From: Michael Ellerman <mpe@ellerman.id.au>
To: Jan Stancek <jstancek@redhat.com>, CKI Project <cki-project@redhat.com>
Cc: Linux Stable maillist <stable@vger.kernel.org>,
Memory Management <mm-qe@redhat.com>,
LTP Mailing List <ltp@lists.linux.it>,
linuxppc-dev@lists.ozlabs.org
Subject: Re: ❌ FAIL: Test report for kernel 5.3.13-3b5f971.cki (stable-queue)
Date: Mon, 02 Dec 2019 16:46:40 +1100 [thread overview]
Message-ID: <8736e3ffen.fsf@mpe.ellerman.id.au> (raw)
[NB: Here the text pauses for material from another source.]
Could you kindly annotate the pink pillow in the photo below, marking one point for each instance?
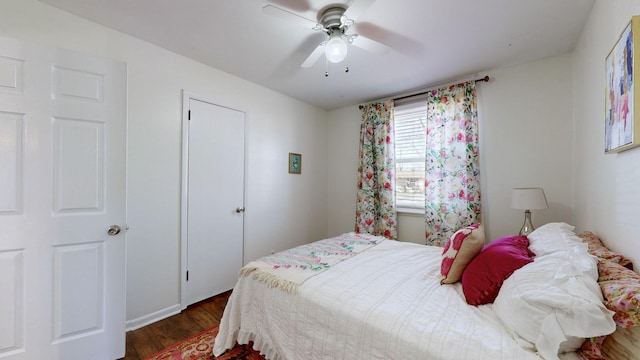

In-Reply-To: <1738119916.14437244.1575151003345.JavaMail.zimbra@redhat.com>
Hi Jan,
Jan Stancek <jstancek@redhat.com> writes:
> ----- Original Message -----
>>
>> Hello,
>>
>> We ran automated tests on a recent commit from this kernel tree:
>>
>> Kernel repo:
>> git://git.kernel.org/pub/scm/linux/kernel/git/stable/stable-queue.git
>> Commit: 3b5f97139acc - KVM: PPC: Book3S HV: Flush link stack on
>> guest exit to host kernel
I can't find this commit, I assume it's roughly the same as:
https://git.kernel.org/pub/scm/linux/kernel/git/stable/linux-stable-rc.git/commit/?h=linux-5.3.y&id=0815f75f90178bc7e1933cf0d0c818b5f3f5a20c
>> The results of these automated tests are provided below.
>>
>> Overall result: FAILED (see details below)
>> Merge: OK
>> Compile: OK
>> Tests: FAILED
>>
>> All kernel binaries, config files, and logs are available for download here:
>>
>> https://artifacts.cki-project.org/pipelines/314344
>>
>> One or more kernel tests failed:
>>
>> ppc64le:
>> ❌ LTP
>
> I suspect kernel bug.
Looks that way, but I can't reproduce it on a machine here.
I have the same CPU revision and am booting the exact kernel binary &
modules linked above.
> There were couple of 'math' runtest related failures in recent couple days.
> In all cases, some data file used by test was missing. Presumably because
> binary that generates it crashed.
>
> I managed to reproduce one failure with this CKI build, which I believe
> is the same problem.
>
> We crash early during load, before any LTP code runs:
>
> (gdb) r
> Starting program: /mnt/testarea/ltp/testcases/bin/genasin
What is this /mnt/testarea? Looks like it's setup by some of the beaker
scripts or something?
I'm running LTP out of /home, which is ext4 directly on disk.
I tried getting the tests-beaker stuff working on my machine, but I
couldn't find all the libraries and so on it requires.
> Program received signal SIGBUS, Bus error.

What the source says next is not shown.